定期的に長く投稿しようと思いますので、ブックマークと☆、「いいね」で評価をしてくれたり、ゆるめの感想とご意見もらえると、嬉しいです!!

ーーーー鞍馬衆ーーーー

 我ら一族の中から判官九郎義経様に付いていった者たちが鎌倉殿と相対し、その後、義経様のご指示で本貫地であるこの地に戻り、それから早幾世。

 目立つことなく刃を研ぎ続けた我らだが、時はすでに鎌倉殿から室町殿に移り変わっている。

 だがしかし、我らは世に出ることもできず、今もこの地に住もうておる。これからさらに世が荒れていくのであろうか。

 今の室町殿の風聞を聞く限り、世が良くなっていくとは思えぬしな。ただ、我らがその中に身を置くことが叶うことは無いのではなかろうか。

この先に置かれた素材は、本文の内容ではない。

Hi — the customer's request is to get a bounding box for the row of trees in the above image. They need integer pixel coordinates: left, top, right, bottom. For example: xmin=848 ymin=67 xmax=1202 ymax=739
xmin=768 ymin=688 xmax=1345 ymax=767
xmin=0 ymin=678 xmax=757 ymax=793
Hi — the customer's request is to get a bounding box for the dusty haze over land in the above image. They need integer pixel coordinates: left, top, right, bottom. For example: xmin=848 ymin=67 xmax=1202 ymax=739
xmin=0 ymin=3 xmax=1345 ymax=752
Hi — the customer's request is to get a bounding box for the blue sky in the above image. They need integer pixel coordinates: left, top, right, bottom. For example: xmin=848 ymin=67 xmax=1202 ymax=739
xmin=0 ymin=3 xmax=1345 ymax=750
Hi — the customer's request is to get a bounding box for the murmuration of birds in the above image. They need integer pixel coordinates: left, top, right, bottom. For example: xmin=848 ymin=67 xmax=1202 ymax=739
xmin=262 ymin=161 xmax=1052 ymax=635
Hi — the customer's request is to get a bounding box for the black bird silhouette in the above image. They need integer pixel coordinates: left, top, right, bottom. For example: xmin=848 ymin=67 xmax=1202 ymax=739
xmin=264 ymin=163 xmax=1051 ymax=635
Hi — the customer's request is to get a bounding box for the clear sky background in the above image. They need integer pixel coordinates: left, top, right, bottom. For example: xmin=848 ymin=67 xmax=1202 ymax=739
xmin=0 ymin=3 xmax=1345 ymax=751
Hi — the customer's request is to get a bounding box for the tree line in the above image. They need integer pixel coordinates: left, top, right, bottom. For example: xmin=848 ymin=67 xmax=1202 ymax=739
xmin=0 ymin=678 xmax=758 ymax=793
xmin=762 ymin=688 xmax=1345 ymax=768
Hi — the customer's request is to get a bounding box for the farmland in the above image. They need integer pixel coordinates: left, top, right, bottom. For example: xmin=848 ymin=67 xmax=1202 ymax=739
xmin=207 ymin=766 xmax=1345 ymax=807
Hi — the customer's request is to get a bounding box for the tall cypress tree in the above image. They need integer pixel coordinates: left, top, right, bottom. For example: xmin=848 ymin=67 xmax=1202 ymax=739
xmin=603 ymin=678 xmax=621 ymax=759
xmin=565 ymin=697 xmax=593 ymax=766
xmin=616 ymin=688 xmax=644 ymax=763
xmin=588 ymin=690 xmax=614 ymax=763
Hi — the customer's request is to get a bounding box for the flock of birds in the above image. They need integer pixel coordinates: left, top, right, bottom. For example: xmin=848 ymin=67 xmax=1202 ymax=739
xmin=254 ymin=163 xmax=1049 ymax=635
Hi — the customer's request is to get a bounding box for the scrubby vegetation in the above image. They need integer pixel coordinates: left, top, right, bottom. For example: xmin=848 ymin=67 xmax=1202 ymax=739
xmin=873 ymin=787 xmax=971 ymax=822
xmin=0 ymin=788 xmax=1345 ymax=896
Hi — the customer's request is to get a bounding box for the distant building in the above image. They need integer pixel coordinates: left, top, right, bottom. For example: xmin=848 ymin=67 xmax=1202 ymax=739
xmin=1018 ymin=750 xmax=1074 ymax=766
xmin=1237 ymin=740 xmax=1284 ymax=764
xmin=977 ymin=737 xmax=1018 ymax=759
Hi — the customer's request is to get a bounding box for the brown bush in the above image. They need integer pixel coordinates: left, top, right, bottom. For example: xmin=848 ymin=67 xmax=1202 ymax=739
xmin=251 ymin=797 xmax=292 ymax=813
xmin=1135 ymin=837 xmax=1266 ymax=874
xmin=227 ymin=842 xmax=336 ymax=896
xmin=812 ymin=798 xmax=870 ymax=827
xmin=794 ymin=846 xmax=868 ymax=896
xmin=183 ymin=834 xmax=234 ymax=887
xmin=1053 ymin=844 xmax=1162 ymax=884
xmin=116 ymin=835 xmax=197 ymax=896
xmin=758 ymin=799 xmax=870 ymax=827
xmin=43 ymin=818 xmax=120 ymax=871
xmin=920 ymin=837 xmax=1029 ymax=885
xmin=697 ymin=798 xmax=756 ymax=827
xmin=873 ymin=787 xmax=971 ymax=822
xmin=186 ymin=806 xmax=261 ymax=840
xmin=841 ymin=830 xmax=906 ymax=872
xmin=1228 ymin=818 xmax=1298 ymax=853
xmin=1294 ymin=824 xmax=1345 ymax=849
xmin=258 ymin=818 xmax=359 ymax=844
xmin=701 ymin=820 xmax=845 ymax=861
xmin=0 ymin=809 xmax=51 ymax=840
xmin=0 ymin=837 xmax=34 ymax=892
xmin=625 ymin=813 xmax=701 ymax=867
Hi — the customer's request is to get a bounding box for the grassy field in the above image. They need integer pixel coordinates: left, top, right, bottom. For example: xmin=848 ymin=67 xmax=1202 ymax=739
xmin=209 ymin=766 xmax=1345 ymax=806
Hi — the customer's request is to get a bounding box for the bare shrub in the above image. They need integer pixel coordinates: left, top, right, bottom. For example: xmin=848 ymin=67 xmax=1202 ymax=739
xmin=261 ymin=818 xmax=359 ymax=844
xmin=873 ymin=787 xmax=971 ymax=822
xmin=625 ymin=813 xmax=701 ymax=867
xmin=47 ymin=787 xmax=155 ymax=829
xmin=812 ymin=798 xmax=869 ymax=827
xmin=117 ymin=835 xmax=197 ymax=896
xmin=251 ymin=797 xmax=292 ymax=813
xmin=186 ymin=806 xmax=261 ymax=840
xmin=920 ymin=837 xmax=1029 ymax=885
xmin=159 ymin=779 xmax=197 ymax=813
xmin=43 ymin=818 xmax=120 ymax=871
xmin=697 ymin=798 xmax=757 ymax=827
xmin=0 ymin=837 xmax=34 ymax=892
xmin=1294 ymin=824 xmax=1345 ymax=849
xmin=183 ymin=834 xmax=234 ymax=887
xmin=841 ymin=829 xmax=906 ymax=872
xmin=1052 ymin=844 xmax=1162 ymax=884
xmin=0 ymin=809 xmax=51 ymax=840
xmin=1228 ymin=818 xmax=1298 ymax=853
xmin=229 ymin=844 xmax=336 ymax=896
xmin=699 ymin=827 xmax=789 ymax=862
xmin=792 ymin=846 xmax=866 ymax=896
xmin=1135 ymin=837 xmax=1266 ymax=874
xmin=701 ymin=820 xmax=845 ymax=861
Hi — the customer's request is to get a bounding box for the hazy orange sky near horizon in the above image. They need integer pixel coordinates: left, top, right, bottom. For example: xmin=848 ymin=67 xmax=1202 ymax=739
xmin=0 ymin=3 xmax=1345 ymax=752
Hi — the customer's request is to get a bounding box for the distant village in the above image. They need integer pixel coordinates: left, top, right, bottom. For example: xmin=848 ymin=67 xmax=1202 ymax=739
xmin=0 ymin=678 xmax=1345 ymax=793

 村の様子を見ながら、義経様から続く我らの宿願を如何様にしていくか考えておったら、外から来る人の動きを見ていた村の若者がこちらに向かってくる。  


「お頭、何者かがこちらにやってきます。鞍馬寺副貫主(かんす)も同道して、何やら急ぎのようです。どうしましょか。村の入口で留めますか」

 鞍馬寺の副貫主ほどの者が自ら来ているとは、何やら怪しげだな。本来であれば、村の入口で留めおきたいが、副貫主をそのような扱いしたら、今後、どのような事になるか分からぬな。

 しょうがないが、儂のところに来てもらうか。


「いや、儂のところにお連れしろ。その間に儂は準備しておく。隣りの部屋や周りを固めておけ。やらねばならぬ状況になるやもしれね」

 しばらくすると、副貫主ともう一人、大柄な男性が入ってきた。


「副貫主様、お久しぶりにございまする」


「沙門殿、本日は前触れもなく、急にお伺いして申し訳ないの。ここにおる若者を早く紹介したくてな。気が急いていたのだ」


「いえいえ、謝罪には及びません。何時でもここにお越しください。ところでそちらの若者をご紹介したいとのことでしたが、どなたです」


「ご挨拶が遅れ、失礼致しました。某、安房の国の里見家家臣 堀内兵部少輔氏兼と申す。本日は、鞍馬寺貫主鑑沙様にご相談をさせていただき、皆様のもとにお伺い致しました」


「阿波というと、四国管領細川京兆家のご家臣ですかな。これは、このような場所でのお迎え、失礼致しました」


「いえ、某は四国阿波ではなく、坂東の安房の里見家になります。細川京兆家とは関係ございませぬ」


「そうでしたか、勘違い、失礼しました。それで坂東の里見家の方が、我らにご用事とは何事ですか」


「御坊、すみませぬが、少しのときで良いので、席を外してもらえぬか」

 堀内殿が御坊に席を外してもらいたいということで、申し訳ないが席を外してもらい、話を聞くことにする。


「さて、御坊に席を外していただきましたので、お話をお伺いしてもよろしいかな」


「それでは、お話させていただきます。我ら里見家は、鞍馬衆に我らのところに来ていただきたいと考えております。こちらに我が主からの手紙になりますので、まずはご確認を」

 手紙を受け取り、中身を読んでみる。我らに護衛と敵方の様子を探ることを望みか。よう我らのことを知ったな。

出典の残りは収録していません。